Built-in skills are synced to persistent storage on each startup. If skills are missing:

  1. Check logs for INFO: Synced built-in skills to persistent storage — this confirms the sync ran
  2. If you see WARN: Built-in skills directory not found, the OpenClaw installation may be corrupted. Try reinstalling the add-on.
  3. User-installed skills (via dashboard) are stored in /config/.node_global/ and should survive updates

Homebrew errors / CPU compatibility

Symptom: Homebrew's x86_64 support on Linux requires a CPU with SSSE3 support!

Cause: Your CPU doesn't support SSSE3 instructions (required by Homebrew). Affects older Intel Atom, Celeron, or pre-2006 processors.

Impact: Skills that depend on Homebrew-installed CLI tools (e.g., gemini, aider) won't work.
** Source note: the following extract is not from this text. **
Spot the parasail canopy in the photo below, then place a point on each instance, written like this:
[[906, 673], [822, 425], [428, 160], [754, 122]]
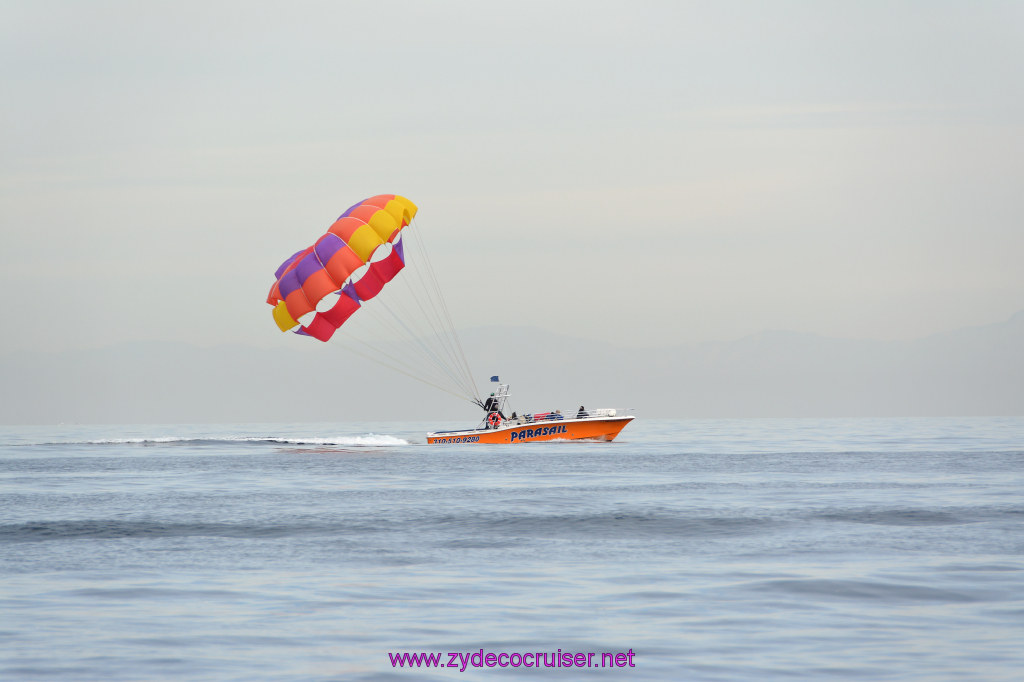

Core OpenClaw functionality is unaffected.

Workarounds:

  • Use a machine with a newer CPU (Intel Core 2 or newer, ~2006+)
  • Install the required CLI tools manually if possible
  • Use alternative skills that don't require Homebrew dependencies

"openclaw: command not found"

The OpenClaw binary should be installed at /usr/lib/node_modules/openclaw/. If this error appears:

  1. Check the add-on logs for npm installation errors during build
  2. Try restarting the add-on
  3. If the problem persists, uninstall and reinstall the add-on

Gateway won't start / config errors

Symptom: ERROR: Failed to apply gateway settings in logs.

Fix: The openclaw.json config file may be corrupted. To reset it:

rm /config/.openclaw/openclaw.json

Restart the add-on — it will generate a fresh config. You'll need to run openclaw onboard again.


11. FAQ

Does this work on Raspberry Pi? Yes. The add-on supports aarch64 (Raspberry Pi 4/5) and armv7 (Raspberry Pi 3). Note that Homebrew may not work on all ARM devices, but core functionality is unaffected.

Can I run multiple agents? OpenClaw supports multiple agent profiles. Configure them via openclaw configure or by editing /config/.openclaw/openclaw.json. The gateway serves all configured agents.

Can I use a remote gateway? Yes. Set gateway_mode to remote and configure the remote gateway URL via openclaw config set gateway.url <url>. See Remote Gateway Mode.

How do I change the AI model or provider? Run openclaw configure in the terminal to reconfigure your AI providers, or edit /config/.openclaw/openclaw.json directly. You can use OpenAI, Google (Gemini), Anthropic (Claude), local models, and more.

Can other devices on my network use the OpenClaw API? Yes, if you set gateway_bind_mode to lan. Any device on your network can connect to http://<ha-ip>:18789. Use the gateway token for authentication. This also enables the Assist pipeline integration from other HA instances.

Where is my data stored on the host? The add-on's /config/ directory maps to /addon_configs/<slug>/ on the Home Assistant host. This is included in HA backups automatically.

The add-on also mounts Home Assistant /share and /media as writable paths inside the container (/share, /media) for file access workflows. These are separate from OpenClaw's default persistent workspace under /config.